Hallucination Benchmark in Medical Visual Question Answering
Jinge Wu, Yunsoo Kim, Honghan Wu
TL;DR
This work tackles hallucination in Medical Visual Question Answering (Med-VQA) by introducing a dedicated hallucination benchmark derived from three public VQA datasets, incorporating stress scenarios such as FAKE questions, NOTA, and Image SWAP. It systematically evaluates a range of Vision-Language models, including LLaVA variants and GPT-4-turbo-vision, under a rigorous prompting ablation framework, revealing that LLaVA-v1.5-13B offers strong robustness while NOTA remains challenging. The study identifies that prompting strategy, particularly the L + D0 configuration, significantly influences hallucination detection and that domain-specific fine-tuning does not universally boost robustness. Overall, the benchmark provides a baseline, practical insights, and ready-to-use code to assess and mitigate hallucination risks in medical visual assistants.
Abstract
The recent success of large language and vision models (LLVMs) on vision question answering (VQA), particularly their applications in medicine (Med-VQA), has shown a great potential of realizing effective visual assistants for healthcare.

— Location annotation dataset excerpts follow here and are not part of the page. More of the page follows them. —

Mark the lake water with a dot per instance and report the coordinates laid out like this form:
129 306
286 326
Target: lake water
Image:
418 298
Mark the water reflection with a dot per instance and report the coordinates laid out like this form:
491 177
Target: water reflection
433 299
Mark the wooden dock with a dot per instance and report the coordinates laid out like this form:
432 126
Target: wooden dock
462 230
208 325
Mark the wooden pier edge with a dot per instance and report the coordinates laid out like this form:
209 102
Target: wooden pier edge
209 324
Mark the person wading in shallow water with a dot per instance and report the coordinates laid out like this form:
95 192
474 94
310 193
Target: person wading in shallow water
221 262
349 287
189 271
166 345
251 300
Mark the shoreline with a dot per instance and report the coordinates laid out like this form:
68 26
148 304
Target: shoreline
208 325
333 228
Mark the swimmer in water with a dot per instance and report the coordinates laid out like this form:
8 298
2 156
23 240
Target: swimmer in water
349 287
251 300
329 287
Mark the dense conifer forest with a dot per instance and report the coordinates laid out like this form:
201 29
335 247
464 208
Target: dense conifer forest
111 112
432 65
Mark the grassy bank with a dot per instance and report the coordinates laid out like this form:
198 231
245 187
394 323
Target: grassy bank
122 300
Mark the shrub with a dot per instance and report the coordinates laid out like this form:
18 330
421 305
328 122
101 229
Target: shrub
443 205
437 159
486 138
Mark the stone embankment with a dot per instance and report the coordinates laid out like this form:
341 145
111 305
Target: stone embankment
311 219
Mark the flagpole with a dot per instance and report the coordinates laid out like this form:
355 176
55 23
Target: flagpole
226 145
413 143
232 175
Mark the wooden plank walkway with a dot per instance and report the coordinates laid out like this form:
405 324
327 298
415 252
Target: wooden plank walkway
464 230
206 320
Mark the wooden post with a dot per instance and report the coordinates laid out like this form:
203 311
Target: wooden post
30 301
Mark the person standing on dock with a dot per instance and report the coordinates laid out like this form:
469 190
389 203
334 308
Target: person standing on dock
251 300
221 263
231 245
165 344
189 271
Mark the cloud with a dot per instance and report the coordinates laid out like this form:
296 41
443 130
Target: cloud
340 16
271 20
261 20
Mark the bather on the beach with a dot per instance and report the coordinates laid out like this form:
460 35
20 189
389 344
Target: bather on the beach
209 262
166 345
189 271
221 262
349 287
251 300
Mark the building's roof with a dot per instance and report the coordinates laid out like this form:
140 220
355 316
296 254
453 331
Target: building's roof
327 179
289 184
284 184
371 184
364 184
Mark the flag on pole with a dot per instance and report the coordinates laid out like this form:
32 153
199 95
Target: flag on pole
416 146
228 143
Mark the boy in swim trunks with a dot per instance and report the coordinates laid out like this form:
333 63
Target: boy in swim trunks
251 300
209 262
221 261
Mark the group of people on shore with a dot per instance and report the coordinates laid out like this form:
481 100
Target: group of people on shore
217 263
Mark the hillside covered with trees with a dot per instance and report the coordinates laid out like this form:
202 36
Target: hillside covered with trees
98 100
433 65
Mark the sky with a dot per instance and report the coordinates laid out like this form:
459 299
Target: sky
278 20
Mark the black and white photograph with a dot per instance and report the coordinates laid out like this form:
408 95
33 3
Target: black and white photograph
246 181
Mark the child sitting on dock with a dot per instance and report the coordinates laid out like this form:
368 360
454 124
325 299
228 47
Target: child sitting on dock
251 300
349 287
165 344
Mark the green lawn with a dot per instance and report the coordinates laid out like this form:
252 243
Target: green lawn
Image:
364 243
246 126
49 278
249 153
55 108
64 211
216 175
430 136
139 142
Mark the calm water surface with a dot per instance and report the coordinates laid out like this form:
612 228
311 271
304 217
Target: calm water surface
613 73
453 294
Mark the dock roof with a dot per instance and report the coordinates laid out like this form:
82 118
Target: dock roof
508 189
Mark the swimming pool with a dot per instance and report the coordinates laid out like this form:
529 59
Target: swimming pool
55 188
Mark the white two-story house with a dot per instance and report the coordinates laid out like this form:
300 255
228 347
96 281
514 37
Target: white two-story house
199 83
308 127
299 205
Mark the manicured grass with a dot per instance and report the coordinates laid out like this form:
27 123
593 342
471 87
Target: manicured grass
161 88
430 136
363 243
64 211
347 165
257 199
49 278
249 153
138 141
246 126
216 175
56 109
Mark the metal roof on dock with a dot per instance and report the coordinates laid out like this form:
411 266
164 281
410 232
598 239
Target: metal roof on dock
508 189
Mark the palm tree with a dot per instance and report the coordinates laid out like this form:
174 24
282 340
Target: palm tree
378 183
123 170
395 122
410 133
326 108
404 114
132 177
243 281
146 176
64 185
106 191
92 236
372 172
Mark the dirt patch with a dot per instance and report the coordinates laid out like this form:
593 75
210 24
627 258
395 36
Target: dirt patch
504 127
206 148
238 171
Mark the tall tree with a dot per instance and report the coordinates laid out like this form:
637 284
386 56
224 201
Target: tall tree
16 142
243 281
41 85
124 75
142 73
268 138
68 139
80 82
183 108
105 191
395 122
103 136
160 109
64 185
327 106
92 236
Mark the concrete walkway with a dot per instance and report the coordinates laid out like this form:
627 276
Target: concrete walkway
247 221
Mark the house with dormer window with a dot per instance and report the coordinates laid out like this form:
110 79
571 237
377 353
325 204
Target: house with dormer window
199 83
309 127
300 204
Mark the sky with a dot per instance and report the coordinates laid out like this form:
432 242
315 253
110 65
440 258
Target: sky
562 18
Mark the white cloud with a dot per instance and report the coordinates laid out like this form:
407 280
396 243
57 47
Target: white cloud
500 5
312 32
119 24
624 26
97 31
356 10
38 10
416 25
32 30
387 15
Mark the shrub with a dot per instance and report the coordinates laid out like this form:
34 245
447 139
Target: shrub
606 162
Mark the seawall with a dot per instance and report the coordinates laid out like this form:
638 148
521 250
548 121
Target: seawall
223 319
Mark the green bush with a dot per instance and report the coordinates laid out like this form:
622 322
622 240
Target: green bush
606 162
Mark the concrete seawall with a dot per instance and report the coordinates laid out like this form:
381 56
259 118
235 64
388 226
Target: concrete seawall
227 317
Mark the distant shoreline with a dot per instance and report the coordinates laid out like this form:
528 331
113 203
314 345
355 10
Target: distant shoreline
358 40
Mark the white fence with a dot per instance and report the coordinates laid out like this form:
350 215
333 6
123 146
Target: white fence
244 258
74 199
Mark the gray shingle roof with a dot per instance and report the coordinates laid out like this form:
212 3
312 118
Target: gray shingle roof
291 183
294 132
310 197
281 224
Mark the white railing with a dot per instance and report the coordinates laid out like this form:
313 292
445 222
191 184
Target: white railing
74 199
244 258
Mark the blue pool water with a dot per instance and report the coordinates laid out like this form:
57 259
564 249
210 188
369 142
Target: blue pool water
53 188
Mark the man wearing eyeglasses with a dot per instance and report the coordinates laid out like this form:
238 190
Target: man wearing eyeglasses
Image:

However, these models are not extensively tested on the hallucination phenomenon in clinical settings. Here, we created a hallucination benchmark of medical images paired with question-answer sets and conducted a comprehensive evaluation of the state-of-the-art models. The study provides an in-depth analysis of current models' limitations and reveals the effectiveness of various prompting strategies.